Kim mi? Fernand Point. Sadece cüssesi değil; yeteneği, çalışma gücü, işine olan sevgi ve saygısı, cömertliği de dillere destan. 20’nci yüzyılın en önemli şeflerinden biri olarak kabul ediliyor. 1955’te, 58 yaşında aramızdan ayrılan şefe bu paye acaba neden verilmiş?
Nedenlerden biri anlattığım olay. Lokantası altı ay kapatılıyor. Hapse girmekten de kıl payı kurtuluyor. Hem demokratik hem vatansever hem insanlar arası eşitliğe inanan büyük bir şef. Yüreği de cüssesi gibi... Nazilere karşı savaşan Fransız yurtseverleri şarap mahzeninde saklıyor. Müşterileri arasında hiç ayrım yapmıyor. Hepsi kral muamelesi görüyor.

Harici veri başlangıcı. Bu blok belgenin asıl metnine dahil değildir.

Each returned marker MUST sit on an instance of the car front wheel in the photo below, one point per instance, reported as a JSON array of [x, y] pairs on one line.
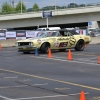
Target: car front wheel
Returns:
[[80, 45], [45, 47]]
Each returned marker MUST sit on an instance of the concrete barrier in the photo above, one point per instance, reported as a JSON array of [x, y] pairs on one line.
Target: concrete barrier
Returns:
[[8, 43], [95, 40], [11, 42]]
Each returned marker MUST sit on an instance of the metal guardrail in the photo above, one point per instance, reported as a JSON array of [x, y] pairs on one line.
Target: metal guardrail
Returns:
[[54, 8]]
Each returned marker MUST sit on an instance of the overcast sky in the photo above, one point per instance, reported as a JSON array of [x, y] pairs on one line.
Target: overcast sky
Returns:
[[43, 3]]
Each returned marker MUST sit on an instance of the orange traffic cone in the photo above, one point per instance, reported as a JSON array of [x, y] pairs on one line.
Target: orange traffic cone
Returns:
[[99, 60], [69, 55], [0, 47], [82, 96], [49, 53], [84, 45]]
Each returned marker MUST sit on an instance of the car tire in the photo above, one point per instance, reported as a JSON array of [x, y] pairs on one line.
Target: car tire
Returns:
[[80, 45], [45, 47], [62, 50], [26, 52]]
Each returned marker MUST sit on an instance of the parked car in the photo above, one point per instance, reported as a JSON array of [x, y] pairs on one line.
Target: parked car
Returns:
[[95, 33], [56, 40]]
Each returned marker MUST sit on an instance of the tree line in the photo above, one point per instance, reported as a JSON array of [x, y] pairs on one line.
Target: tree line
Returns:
[[21, 7]]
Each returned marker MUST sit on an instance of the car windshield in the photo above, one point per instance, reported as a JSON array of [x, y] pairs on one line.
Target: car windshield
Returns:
[[48, 34]]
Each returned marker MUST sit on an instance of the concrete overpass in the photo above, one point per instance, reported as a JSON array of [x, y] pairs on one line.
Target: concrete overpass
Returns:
[[60, 17]]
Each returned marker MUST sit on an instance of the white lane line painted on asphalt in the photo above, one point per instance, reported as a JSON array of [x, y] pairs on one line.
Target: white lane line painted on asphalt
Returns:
[[67, 60], [4, 97], [22, 86], [10, 77], [54, 96], [86, 60], [82, 59]]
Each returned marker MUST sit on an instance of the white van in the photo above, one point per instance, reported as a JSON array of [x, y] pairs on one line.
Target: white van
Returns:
[[49, 28]]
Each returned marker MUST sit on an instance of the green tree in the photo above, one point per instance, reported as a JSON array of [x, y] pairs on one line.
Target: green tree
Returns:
[[18, 7], [72, 5], [7, 8], [35, 7]]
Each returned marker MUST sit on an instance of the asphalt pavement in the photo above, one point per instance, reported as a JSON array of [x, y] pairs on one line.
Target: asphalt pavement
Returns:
[[30, 77]]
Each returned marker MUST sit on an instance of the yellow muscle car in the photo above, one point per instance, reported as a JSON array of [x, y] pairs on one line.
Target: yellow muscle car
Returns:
[[55, 40]]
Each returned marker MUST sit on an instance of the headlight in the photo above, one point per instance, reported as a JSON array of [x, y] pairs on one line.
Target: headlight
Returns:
[[16, 44], [31, 43]]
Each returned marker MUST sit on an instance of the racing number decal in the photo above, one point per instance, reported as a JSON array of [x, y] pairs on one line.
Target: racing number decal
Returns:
[[72, 41], [63, 44]]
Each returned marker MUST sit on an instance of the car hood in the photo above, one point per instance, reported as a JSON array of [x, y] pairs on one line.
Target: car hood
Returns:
[[31, 39]]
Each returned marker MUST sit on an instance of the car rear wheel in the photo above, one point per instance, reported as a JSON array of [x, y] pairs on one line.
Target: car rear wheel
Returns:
[[80, 45], [45, 47], [62, 50], [26, 52]]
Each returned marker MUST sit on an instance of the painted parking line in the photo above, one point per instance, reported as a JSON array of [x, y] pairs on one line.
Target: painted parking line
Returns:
[[3, 97], [65, 60], [54, 80], [53, 96], [8, 77], [82, 59], [22, 86], [62, 88]]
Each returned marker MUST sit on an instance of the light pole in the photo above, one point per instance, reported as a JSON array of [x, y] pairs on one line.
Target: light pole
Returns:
[[21, 6], [55, 4]]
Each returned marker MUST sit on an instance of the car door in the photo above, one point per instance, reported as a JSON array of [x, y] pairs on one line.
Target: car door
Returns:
[[63, 39], [67, 40]]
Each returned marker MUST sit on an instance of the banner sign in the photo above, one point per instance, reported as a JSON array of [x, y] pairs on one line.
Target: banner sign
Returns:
[[20, 38], [46, 14], [2, 35], [11, 34], [31, 34], [20, 33]]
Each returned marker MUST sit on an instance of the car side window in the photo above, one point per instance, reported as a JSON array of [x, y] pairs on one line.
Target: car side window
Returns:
[[67, 33]]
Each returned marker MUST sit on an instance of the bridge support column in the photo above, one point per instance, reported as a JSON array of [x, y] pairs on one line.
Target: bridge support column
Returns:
[[95, 24]]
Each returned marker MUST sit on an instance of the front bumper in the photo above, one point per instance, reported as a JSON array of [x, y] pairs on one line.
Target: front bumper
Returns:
[[26, 48]]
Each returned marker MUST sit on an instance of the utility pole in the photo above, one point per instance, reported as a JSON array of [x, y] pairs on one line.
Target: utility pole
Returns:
[[13, 3], [21, 6], [55, 4]]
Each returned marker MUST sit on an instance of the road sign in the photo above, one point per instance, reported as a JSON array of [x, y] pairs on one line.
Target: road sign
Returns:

O dönem için devrimci tavır
Yemek sonrası salonu ziyaret ettiğinde herkesle konuşuyor, soruları cevaplıyor. Şakacı da... Müşterilerden biri Edith Piaf’ın en büyük aşkı, dünya boks şampiyonu ve trajik bir uçak kazasında genç yaşta ölen Marcel Cerdan... Gördüğüm bir resimde boks yapıyor, Point tam çenesine sol kroşeyi patlatıyor.
Bu sıcak ilgi ve eşit muamele o dönem için devrimci. Daha önceki önde gelen lokantalar snop tavırlarıyla ünlü. Maxime, Lucas-Carton, Grand Vefour, Laperouse Ritz gibi ‘saray yavrusu’, lüks lokantalar çok iyi olsa bile sadece üyelerin girebileceği özel kulüpler gibi.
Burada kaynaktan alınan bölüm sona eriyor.